Furthermore, considering Big Pharma’s track record and a Federal Government bringing in even more extreme anti-democratic bills (signed off by Labor; opposed by the Greens) should we not be seriously suspicious of what is going on? Should we take a novel vaccine produced by known corporate criminals or look for cheap, no longer patented well-studied treatments in times of need? Should we take a novel vaccine just so we can participate in a vaccine economy? What has happened to the Left? Is there a Left left? Do we just continue to cancel comedians while the world burns?
Arggh, so many notional questions. Time to get back to the real stuff.
Whales, rainbows,
rain clouds,
sacred country,
and community. While we couldn’t gather or labour with our neighbours directly in Warrnambool, we could still converse in chanced upon public outings, connect and consult digitally and help plant neighbourhood food for the future. Blackwood made useful mulch from a near silent shredder (something we’d never heard of),
Blue Wren and Magpie planted out deciduous and citrus fruit trees,
on common,
unceded land.
While in Warrnambool we were asked to speak on 3WAY community radio. This is our yarn with presenter Gillian Blair, which centred on child-led learning, fermentation, de-monetisation and going off the (corporate-industrial) grid.
So that’s where we’ve been, Dear Reader. That’s what’s been riling us and what’s been grounding us. Of course we can stay in the sickness of the news – the sadness, fear, grief, division, tears and silencing of alternative narratives – but we can also celebrate the utter gift of life we have been given.

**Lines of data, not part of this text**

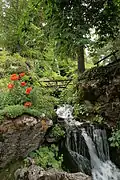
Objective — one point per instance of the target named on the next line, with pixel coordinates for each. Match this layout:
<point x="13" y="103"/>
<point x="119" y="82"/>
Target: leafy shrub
<point x="115" y="139"/>
<point x="57" y="131"/>
<point x="17" y="110"/>
<point x="47" y="157"/>
<point x="21" y="98"/>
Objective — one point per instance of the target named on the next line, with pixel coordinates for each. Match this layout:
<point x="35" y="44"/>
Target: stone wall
<point x="37" y="173"/>
<point x="20" y="136"/>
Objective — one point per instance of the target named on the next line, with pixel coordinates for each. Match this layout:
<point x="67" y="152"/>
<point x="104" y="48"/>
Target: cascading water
<point x="79" y="141"/>
<point x="100" y="170"/>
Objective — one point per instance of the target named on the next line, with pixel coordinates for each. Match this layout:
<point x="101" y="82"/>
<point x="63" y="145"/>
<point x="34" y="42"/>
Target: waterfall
<point x="100" y="170"/>
<point x="88" y="147"/>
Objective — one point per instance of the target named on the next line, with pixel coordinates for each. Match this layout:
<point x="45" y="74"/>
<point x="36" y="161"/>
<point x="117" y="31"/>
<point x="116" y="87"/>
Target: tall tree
<point x="71" y="22"/>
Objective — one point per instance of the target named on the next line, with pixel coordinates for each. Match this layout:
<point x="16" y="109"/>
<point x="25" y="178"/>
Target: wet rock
<point x="37" y="173"/>
<point x="20" y="136"/>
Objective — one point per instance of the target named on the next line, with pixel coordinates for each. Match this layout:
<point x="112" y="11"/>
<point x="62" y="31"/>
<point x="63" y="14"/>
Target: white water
<point x="100" y="170"/>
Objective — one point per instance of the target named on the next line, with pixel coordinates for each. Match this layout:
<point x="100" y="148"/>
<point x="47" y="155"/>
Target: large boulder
<point x="20" y="136"/>
<point x="37" y="173"/>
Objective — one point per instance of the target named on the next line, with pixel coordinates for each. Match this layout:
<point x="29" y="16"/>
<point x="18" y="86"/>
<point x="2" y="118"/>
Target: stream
<point x="88" y="147"/>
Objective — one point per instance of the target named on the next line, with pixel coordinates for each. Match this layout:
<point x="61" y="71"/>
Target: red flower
<point x="28" y="90"/>
<point x="22" y="74"/>
<point x="10" y="86"/>
<point x="27" y="104"/>
<point x="23" y="83"/>
<point x="14" y="77"/>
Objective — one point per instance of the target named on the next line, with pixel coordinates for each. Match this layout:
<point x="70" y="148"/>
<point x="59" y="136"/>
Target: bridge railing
<point x="103" y="59"/>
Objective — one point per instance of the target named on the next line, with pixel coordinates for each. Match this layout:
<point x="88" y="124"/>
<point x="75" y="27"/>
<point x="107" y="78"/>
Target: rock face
<point x="37" y="173"/>
<point x="99" y="92"/>
<point x="101" y="87"/>
<point x="20" y="136"/>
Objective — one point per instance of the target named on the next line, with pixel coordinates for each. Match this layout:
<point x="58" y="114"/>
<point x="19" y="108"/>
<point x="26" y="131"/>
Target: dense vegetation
<point x="51" y="40"/>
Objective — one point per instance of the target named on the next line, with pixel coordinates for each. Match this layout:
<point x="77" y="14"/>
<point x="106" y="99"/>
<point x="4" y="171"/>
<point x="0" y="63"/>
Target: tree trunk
<point x="81" y="63"/>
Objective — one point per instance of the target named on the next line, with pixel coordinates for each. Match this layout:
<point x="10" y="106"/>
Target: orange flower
<point x="14" y="77"/>
<point x="22" y="74"/>
<point x="10" y="86"/>
<point x="27" y="104"/>
<point x="23" y="83"/>
<point x="28" y="90"/>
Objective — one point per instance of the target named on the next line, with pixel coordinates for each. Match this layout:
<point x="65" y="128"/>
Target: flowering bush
<point x="23" y="98"/>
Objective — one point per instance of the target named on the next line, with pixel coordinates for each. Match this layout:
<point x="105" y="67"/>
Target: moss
<point x="17" y="110"/>
<point x="7" y="173"/>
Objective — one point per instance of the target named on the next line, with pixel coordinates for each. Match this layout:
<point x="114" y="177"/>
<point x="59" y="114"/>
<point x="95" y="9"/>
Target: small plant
<point x="19" y="91"/>
<point x="57" y="131"/>
<point x="115" y="139"/>
<point x="48" y="157"/>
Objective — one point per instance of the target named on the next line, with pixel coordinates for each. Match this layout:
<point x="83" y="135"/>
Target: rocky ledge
<point x="37" y="173"/>
<point x="20" y="136"/>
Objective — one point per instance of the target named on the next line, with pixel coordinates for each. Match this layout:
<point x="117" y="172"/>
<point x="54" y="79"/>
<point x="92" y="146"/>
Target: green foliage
<point x="43" y="101"/>
<point x="115" y="139"/>
<point x="57" y="132"/>
<point x="48" y="157"/>
<point x="17" y="110"/>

Singing and dancing, gardening and playing, loving and connecting do not counter or cancel the sadness, grief and anger we are feeling, rather these former things bring balance and hope to the latter. Asking questions doesn’t mean we have worthy answers to share, rather it means we’re in a process of adding societal substance to the complexity of now, while refusing to seek out reductive political narratives – them/us; right/wrong; pro/anti.
We hope you too are finding balance, laughter and a little dose of Zappa each day.